This makes private bankers, particularly relationship managers with clients they have served for years, desirable. It is hard for an institution without a long history in private banking to expand without hiring them from other banks — the rule of thumb at one Swiss bank is that one manager can advise clients with a total of $1bn in assets.

Hence the unruly scene on the streets of Zurich and the poaching of bankers that is occurring around the world. Boris Collardi, who led the expansion of Julius Baer as chief executive, is now heading a hiring drive at Pictet, including the appointment of Tee Fong-Seng as head of wealth management in Asia.

But as banks offer millions to lure private bankers with desirable clients, they should consider a few things.

First, a relationship manager may not bring clients with them. The personal touch helps: private banks advise clients not only on investments but on sensitive matters such as family succession and trusts. But the expertise (and credit rating) of the bank also counts: “Assets are sticky and they take time to transfer. Sometimes they do not come at all,” one Swiss banker says.

The danger is that the hiring war will prove an expensive zero-sum game in which costs grow faster than revenues. McKinsey & Co, the consultancy, this week sounded a warning that profits fell by 8 per cent at private banks in western Europe last year, as rising costs squeezed their margins.

Second, private banking to the emerging class of ultra-wealthy in Asia is not free of risk. Under Mr Khan, Credit Suisse targeted Asia entrepreneurs with assets of about $500m, whose wealth tends to be tied up in their own companies, and who often want to borrow against these assets to buy houses in Mayfair or large yachts.

So far, banks that lend to wealthy clients have made money — one banker estimates that loan default rates have only been about 0.1 per cent. But those loans have yet to be tested in a global recession, with falling asset valuations.
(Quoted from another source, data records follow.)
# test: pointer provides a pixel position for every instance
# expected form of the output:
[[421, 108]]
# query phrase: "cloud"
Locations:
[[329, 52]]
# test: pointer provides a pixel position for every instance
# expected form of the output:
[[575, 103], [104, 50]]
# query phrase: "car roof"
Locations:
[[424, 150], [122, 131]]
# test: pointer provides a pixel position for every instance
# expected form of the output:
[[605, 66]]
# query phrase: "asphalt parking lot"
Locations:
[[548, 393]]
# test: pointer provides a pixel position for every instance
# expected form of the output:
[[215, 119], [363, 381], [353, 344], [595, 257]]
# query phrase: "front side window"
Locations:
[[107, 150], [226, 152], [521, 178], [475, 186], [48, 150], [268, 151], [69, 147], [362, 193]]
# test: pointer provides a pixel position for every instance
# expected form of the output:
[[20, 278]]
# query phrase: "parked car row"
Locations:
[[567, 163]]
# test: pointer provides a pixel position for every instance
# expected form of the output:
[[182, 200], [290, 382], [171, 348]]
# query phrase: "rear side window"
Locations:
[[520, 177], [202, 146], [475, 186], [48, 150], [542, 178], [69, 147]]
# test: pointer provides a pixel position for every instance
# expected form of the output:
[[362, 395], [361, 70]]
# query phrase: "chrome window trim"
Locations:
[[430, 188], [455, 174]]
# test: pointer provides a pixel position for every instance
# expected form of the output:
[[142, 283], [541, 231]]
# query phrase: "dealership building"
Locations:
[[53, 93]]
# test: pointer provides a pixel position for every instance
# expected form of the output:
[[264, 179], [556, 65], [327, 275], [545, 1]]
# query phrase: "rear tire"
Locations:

Only then will we discover how profitable the business really is.

Third, despite rivalry among private banks, their ultimate competitors are the clients themselves. Wealth managers pitch themselves as trusted advisers but the ultra-rich with more than $100m are different from you and me — many employ their own investment advisers and lawyers in family offices.

There are now more than 10,000 single family offices, according to the consultancy EY, and the number is rising as more of the merely rich band together in multifamily offices. When it happens, private bankers are often excluded from the inner circle, where the most profitable decisions are made, and must pitch for smaller bits of business.

It is not a mystery that the richer someone is, the harder the bargain he or she tends to strike. The days of millionaires depositing money with Swiss banks and only occasionally visiting Lake Geneva to catch up with their bankers are in the past. Billionaires do not hand over cash lightly.

Wealth management is still an attractive business, given the alternatives. But before they start following bankers around the streets of Zurich and Singapore, banks should realise what they are rushing into. In finance, one-way bets are rarely what they seem.